The 3D printed Helyx drone was made using generative design [Source: SolidSmack]
It wasn’t too long ago when the concept of unmanned aerial vehicles (UAVs) and the capabilities of generative design seemed like some far off sci-fi future.
Yet, both technologies are alive and kicking in 2019—and they came together recently to test the implementation of generative design and additive manufacturing capabilities in the field of UAVs.
The Helyx Drone, from Italian design and manufacturing company Sigma Ingegneria, focuses on the development of a First Person View (FPV) drone for racing and freestyle applications.

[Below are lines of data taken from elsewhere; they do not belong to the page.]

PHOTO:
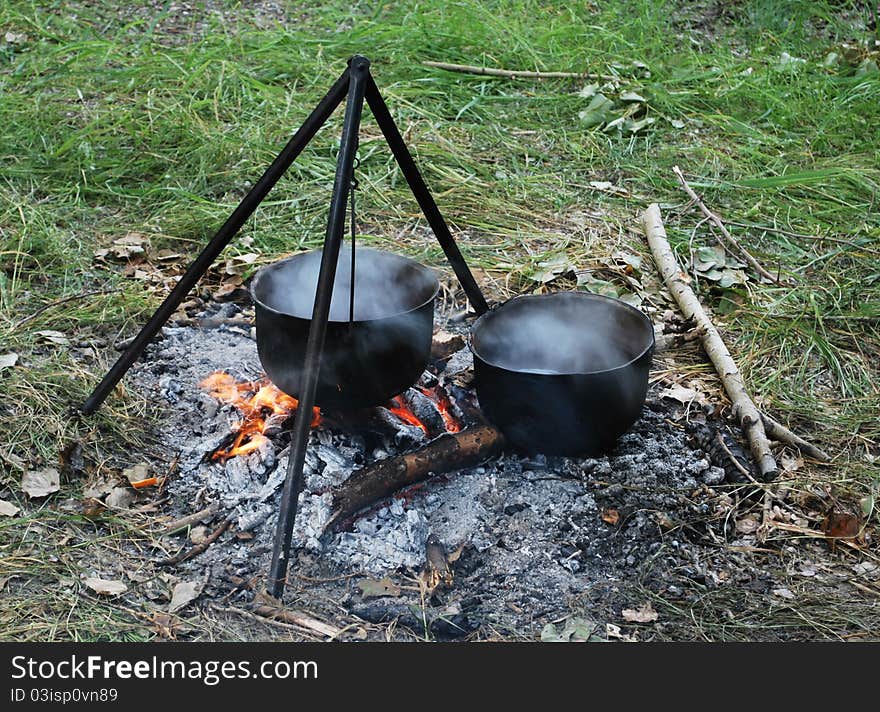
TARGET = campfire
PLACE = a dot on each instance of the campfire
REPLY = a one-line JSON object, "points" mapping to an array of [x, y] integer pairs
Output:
{"points": [[264, 409]]}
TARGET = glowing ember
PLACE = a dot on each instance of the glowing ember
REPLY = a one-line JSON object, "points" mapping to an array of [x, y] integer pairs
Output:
{"points": [[402, 411], [261, 404], [441, 400]]}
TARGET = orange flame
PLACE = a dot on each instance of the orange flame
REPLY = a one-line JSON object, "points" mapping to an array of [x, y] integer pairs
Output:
{"points": [[444, 406], [261, 405], [402, 411]]}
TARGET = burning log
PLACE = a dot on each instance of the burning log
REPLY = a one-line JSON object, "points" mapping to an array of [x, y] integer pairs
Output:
{"points": [[450, 451]]}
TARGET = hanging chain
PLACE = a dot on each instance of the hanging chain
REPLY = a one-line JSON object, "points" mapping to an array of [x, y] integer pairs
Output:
{"points": [[354, 186]]}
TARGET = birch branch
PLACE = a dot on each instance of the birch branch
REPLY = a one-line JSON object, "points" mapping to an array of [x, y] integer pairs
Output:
{"points": [[744, 408]]}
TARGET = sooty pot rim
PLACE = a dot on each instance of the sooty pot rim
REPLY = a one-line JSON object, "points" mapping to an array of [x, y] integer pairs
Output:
{"points": [[376, 256], [485, 320]]}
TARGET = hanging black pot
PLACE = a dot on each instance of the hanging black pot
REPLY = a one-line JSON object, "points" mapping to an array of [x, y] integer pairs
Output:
{"points": [[379, 353], [563, 373]]}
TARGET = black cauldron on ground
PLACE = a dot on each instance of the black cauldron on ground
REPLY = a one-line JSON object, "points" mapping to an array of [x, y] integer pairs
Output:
{"points": [[563, 373], [367, 359]]}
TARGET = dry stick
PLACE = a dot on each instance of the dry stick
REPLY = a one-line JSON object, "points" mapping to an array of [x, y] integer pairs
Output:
{"points": [[63, 300], [743, 407], [450, 451], [191, 519], [516, 74], [198, 548], [299, 619], [778, 431], [729, 241]]}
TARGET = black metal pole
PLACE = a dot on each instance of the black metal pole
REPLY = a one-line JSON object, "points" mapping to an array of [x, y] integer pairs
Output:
{"points": [[212, 250], [423, 197], [359, 73]]}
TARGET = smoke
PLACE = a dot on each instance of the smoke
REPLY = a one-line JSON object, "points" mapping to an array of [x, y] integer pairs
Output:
{"points": [[561, 333], [385, 285]]}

Created using Autodesk Fusion 360 (and seen here rendered in Keyshot), the design process took into account three key factors that are fundamental to the development of an FPV chassis: reduced air resistance, reduced weight, and capability of withstanding impacts.
Main features of the 3D printed Helyx drone [Source: SoldiSmack]

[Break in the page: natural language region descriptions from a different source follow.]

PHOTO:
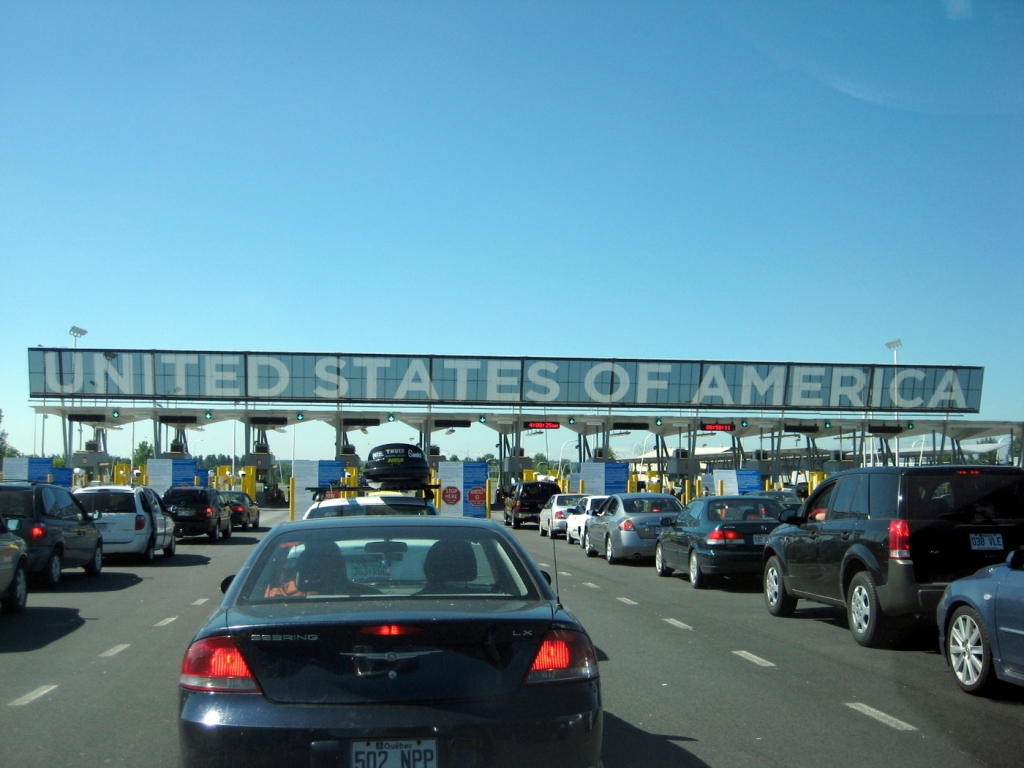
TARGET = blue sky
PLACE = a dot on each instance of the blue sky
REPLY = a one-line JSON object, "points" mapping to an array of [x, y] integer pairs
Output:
{"points": [[728, 180]]}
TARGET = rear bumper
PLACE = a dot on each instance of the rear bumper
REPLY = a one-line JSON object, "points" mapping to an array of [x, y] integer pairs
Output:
{"points": [[217, 730]]}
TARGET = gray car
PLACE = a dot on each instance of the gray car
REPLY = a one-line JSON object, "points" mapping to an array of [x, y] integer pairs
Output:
{"points": [[627, 525]]}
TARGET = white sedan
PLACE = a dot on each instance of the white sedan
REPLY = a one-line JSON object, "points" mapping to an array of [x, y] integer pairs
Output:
{"points": [[131, 519], [576, 523]]}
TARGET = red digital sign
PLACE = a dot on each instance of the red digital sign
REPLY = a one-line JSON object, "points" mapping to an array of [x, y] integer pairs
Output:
{"points": [[718, 426]]}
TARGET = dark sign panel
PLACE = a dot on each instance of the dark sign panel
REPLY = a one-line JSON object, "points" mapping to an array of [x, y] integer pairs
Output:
{"points": [[264, 377]]}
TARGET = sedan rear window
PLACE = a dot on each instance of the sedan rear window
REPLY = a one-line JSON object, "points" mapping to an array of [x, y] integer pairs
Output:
{"points": [[364, 562]]}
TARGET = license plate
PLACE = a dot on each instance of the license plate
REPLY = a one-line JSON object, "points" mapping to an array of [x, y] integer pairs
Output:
{"points": [[417, 753], [986, 541]]}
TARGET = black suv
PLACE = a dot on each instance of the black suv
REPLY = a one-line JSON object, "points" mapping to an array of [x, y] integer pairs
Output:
{"points": [[198, 511], [884, 542], [58, 531], [523, 504]]}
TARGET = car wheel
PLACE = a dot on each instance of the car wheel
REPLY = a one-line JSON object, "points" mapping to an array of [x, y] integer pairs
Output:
{"points": [[778, 601], [659, 567], [95, 565], [51, 573], [698, 580], [17, 592], [869, 626], [609, 553], [969, 651]]}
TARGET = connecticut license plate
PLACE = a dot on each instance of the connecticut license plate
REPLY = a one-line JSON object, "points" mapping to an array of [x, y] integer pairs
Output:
{"points": [[417, 753], [986, 541]]}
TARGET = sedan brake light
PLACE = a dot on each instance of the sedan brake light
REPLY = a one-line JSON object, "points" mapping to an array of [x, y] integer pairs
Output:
{"points": [[215, 664], [564, 654]]}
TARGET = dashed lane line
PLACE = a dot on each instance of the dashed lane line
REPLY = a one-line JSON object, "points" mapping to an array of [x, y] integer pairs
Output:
{"points": [[30, 697], [751, 657], [881, 717], [677, 623], [115, 650]]}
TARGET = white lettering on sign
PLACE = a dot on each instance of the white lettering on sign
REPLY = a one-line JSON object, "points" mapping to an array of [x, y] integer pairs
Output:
{"points": [[807, 391], [535, 377], [713, 385], [462, 369], [775, 380]]}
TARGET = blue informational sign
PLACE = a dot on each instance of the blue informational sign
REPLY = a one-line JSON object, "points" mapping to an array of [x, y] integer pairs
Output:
{"points": [[183, 472]]}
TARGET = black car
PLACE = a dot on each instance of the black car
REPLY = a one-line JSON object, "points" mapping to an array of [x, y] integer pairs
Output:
{"points": [[58, 531], [885, 542], [380, 641], [524, 502], [245, 511], [199, 511], [717, 536]]}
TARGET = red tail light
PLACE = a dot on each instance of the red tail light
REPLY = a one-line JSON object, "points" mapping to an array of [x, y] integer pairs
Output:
{"points": [[899, 540], [215, 664], [387, 630], [724, 536], [563, 654]]}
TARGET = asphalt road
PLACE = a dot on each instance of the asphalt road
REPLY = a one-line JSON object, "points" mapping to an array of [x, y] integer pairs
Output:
{"points": [[88, 673]]}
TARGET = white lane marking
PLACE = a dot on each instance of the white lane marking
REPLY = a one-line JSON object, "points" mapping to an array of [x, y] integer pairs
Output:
{"points": [[115, 650], [677, 623], [751, 657], [881, 717], [29, 697]]}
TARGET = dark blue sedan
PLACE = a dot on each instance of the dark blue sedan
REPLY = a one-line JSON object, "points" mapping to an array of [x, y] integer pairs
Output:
{"points": [[981, 626]]}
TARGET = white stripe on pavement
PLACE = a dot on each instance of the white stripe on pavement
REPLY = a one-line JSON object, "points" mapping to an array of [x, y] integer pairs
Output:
{"points": [[29, 697], [115, 650], [751, 657], [881, 717], [677, 623]]}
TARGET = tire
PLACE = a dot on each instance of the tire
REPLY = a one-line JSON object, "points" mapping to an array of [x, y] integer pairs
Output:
{"points": [[698, 580], [588, 548], [609, 553], [969, 652], [51, 573], [868, 625], [777, 600], [659, 567], [95, 565], [16, 596]]}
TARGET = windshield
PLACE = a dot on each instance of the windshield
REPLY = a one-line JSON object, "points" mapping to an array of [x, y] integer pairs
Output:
{"points": [[965, 495], [365, 562]]}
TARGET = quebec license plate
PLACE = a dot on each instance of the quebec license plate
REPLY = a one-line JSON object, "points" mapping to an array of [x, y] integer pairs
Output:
{"points": [[416, 753], [986, 541]]}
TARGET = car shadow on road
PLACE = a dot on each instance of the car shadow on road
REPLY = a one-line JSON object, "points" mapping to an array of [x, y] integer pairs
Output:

While the primary purpose of the drone is to test the implementation of generative design and additive manufacturing in the field of UAVs, the Helyx isn’t a slouch when it comes to speed. It can go from 0-100 km/h in just 1.2 seconds and reach speeds of up to 208km/h, making it ideal as a racing and freestyle drone. These insane speeds can be achieved thanks to the drone’s unique geometry, which is meant to distribute the g-forces and weight of the drone evenly.
Bottom view of the 3D printed Helyx drone [Source: SoldiSmack]
Much of Helyx’s uniqueness stems from its web-like cage design—which heavily utilizes the capabilities of generative design and additive manufacturing. Apart from evenly distributing 87.5 grams of weight, the cage also reduces air resistance and allows the drone to withstand strong impacts – something a drone needs when moving at such high speeds.